American journal of nephrology 2017 09 0846(3) 239-248 doi 10.1159/000479436
There is an ongoing debate if and how kidney and liver volume are associated with pain and gastrointestinal (GI) symptoms in autosomal dominant polycystic kidney disease (ADPKD) patients. Since both kidney and liver volume could interact, we investigated whether combined total kidney and liver volume had stronger associations with ADPKD-related pain and GI symptoms than the volumes of the organs separately.

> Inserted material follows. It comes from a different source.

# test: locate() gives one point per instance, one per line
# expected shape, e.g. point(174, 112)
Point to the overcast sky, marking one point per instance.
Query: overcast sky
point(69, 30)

We used baseline data from the DIPAK-1 study, which included ADPKD patients with an estimated glomerular filtration rate (eGFR) between 30 and 60 mL/min/1.73 m2. MR imaging was performed to measure height-adjusted total kidney volume (hTKV), height-adjusted total liver volume (hTLV) and the combination of both (height-adjusted total kidney liver volume [hTKLV]).
Three hundred nine ADPKD patients were included with a mean age of 48 ± 7 years, 53% female, eGFR 50 ± 11 mL/min/1.73 m2 and median hTKV, hTLV and hTKLV of 1,095 (758-1,669), 1,173 (994-1,523) and 2,496 (1,972-3,352) mL/m, respectively. ADPKD-related pain and GI symptoms were present in, respectively, 27.5 and 61.2% of patients. Gender was no effect modifier in the association between kidney and/or liver volume, and symptom burden, indicating that all models could be tested in the overall study population. hTKLV and hTLV were significantly associated with pain and GI symptoms, whereas hTKV was not. Model testing revealed that the associations of pain and GI symptoms with hTKLV were significantly stronger than with hTKV (p = 0.04 and p = 0.04, respectively) but not when compared to hTLV (p = 0.2 and p = 0.5, respectively).
This study indicates that combined kidney and liver volume was associated with the presence and severity of pain and GI symptoms in ADPKD, with a more prominent role for hTLV than for hTKV.